Caballero Carrizosa traçou um histórico da relação bilateral desde o pós-Segunda Guerra Mundial, quando os EUA emergiam como potência global e a China enfrentava graves dificuldades. “Desde então, podemos dizer que é uma relação em que a China gradualmente se aproxima dos padrões de uma potência mundial, que hoje pode contestar os Estados Unidos ou se considerar quase um par em termos de poderio militar, econômico e influência no mundo”, explicou.
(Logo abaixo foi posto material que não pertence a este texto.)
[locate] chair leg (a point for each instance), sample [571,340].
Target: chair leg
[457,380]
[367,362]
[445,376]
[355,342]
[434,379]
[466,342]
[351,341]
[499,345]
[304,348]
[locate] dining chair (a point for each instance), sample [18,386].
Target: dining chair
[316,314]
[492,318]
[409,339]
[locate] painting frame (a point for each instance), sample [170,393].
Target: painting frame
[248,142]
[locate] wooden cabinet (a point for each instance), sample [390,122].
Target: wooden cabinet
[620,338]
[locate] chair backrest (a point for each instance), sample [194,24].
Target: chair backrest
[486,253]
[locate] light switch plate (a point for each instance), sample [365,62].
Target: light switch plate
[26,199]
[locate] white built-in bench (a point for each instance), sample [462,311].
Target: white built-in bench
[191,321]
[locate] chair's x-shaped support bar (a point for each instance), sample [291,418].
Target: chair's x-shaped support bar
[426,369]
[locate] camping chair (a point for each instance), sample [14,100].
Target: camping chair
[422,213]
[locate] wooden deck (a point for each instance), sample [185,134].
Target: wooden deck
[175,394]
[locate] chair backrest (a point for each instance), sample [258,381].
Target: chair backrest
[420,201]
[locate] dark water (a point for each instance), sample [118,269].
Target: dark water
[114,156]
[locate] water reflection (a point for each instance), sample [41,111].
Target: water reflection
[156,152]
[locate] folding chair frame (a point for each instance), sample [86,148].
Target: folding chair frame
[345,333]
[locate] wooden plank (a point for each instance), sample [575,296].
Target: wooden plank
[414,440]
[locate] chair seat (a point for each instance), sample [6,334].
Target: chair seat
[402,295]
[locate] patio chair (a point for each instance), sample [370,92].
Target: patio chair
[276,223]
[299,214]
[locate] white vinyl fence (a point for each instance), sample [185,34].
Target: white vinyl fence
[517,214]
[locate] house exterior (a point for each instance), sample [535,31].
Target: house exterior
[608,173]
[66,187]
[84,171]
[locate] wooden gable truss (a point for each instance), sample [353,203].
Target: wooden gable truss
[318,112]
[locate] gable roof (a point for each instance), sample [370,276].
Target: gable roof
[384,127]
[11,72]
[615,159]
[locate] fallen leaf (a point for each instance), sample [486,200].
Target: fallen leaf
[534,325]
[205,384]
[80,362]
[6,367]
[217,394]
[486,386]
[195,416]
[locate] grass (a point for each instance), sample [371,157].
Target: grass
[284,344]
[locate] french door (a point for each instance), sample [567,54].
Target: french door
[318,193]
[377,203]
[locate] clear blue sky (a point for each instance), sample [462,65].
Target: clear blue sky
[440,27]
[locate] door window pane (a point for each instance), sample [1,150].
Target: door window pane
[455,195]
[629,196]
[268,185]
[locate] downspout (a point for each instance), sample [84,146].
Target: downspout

O analista destacou que a nova bipolaridade em gestação se caracteriza por um forte intercâmbio e complementaridade. “Essa bipolaridade nova que está se gestando entre China e Estados Unidos se caracteriza por ser uma situação em que as duas potências têm uma relação de intercâmbio muito importante e têm uma relação de interdependência muito importante”, pontuou. Ele acrescentou que ambos estão envolvidos em uma relação tensa, “mas que ao mesmo tempo não podem romper facilmente”, pois dependem mutuamente.
Entre as principais fricções, Caballero Carrizosa citou a guerra comercial e a guerra tecnológica, além de questões geopolíticas. Sobre o Paraguai, observou que o país mantém uma posição singular na América do Sul ao continuar reconhecendo e trabalhando com Taiwan, em vez da China continental.